WELLINGTON has a ‘duty to the country’ to maintain the carnival, says one hopeful town councillor.

It was announced earlier this month that the annual event would not be taking place this year after nobody came forward to organise it.

The carnival committee’s outgoing chairman held an emergency meeting to try and find someone to take over as she was forced to give up the role due to other commitments.

But hope remains for following years, as it’s thought this year’s procession may have been forced to cease due to the coronavirus outbreak.

Town and county councillor, John Thorne, said: “As a former carnival committee member and as a father of a former carnival princess, I think it is really disappointing that the carnival cannot be held this year due to not having anybody to lead the organisation of it.

“I believe the annual street fair in June which raises the funds to pay for the carnival to be put on has been cancelled because of the coronavirus crisis, so it was unlikely to happen this year anyway.

“I appreciate how fewer and fewer people these days are able to devote the huge amount of time and effort needed to build the carnival floats which grace the procession, which has led to it becoming much smaller than those I recall as I grew up in Wellington.”

But all hope is not lost, as there are rumblings of another group of community-minded people coming forward to run more town events, such as the carnival, as well as new ideas such as a Christmas market.

READ MORE: Wellington Carnival will NOT take place this year 

Cllr Thorne added: “Hopefully, this may not be the end of our carnival, but a pause for reflection which will allow it to come back in much stronger shape next year.

“It would be very sad if the carnival was not able to be revived, not just because of the brilliant spectacle which draws several thousands of people into the town centre, but also because of Wellington’s direct link to the creation of Britain’s carnival movement.
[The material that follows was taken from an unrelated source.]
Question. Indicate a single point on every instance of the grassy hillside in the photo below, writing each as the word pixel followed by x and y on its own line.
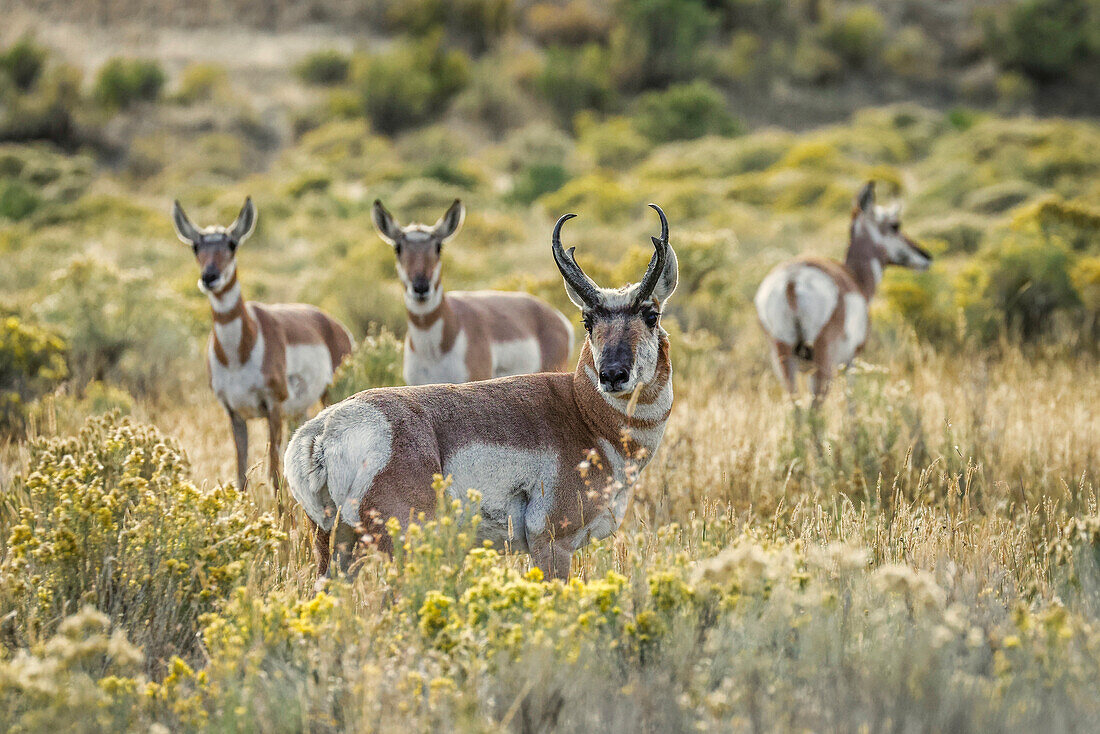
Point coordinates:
pixel 922 555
“I am not sure how many people know that carnivals sprung up 400 years ago from the tradition of holding bonfires and processions to celebrate King James I escaping the Guy Fawkes gunpowder plot.
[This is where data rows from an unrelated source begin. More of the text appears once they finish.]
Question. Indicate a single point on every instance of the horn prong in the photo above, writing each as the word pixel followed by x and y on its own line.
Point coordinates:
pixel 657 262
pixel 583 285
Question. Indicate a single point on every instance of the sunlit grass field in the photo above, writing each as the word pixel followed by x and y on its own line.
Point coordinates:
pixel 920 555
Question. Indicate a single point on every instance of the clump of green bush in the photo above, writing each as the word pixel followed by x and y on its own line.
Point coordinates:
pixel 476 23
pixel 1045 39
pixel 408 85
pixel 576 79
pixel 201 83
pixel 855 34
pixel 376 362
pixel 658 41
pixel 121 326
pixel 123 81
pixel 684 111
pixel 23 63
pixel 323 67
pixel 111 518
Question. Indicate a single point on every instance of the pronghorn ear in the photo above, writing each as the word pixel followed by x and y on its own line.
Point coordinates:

“The judge who presided over the trial and sentencing to death of Guy Fawkes was Wellington resident Sir John Popham, who at the time was Lord Chief Justice, head of the country’s judiciary.

“So, we have something of a duty, if at all possible, to maintain carnival in Wellington for the sake of the country’s history.”

Cllr Thorne said he will be discussing with other town councillors when the coronavirus crisis is over to hopefully bring a solution forward.

Mayor of Wellington, cllr Janet Lloyd said it was ‘disappointing’ no one had come forward to run this year’s event, but understands it is a big commitment to take on.

She remains hopeful a solution can be found - even if that includes charging a fee or joining a different circuit.

“People have given it your all over the years,” she said.

“In light of what is happening now, they have had to cancel the street fair, which normally supports the carnival, so would there have been a carnival this year anyway.

“Having been to Torres Vedras Carnival, even though it’s a totally different kettle of fish, they do charge, it’s six euros for the day. I know it’s always been said the carnival is free entertainment for the evening, but whether people would pay I don’t know.

“It’s a big commitment. We’ve lived here for 30 years and we have seen it change.

“Health and safety issues aside, in the olden days you had big employers and pubs building floats. People were given time to go off and build the float, whereas over the last 30 years businesses haven’t been able to do that.”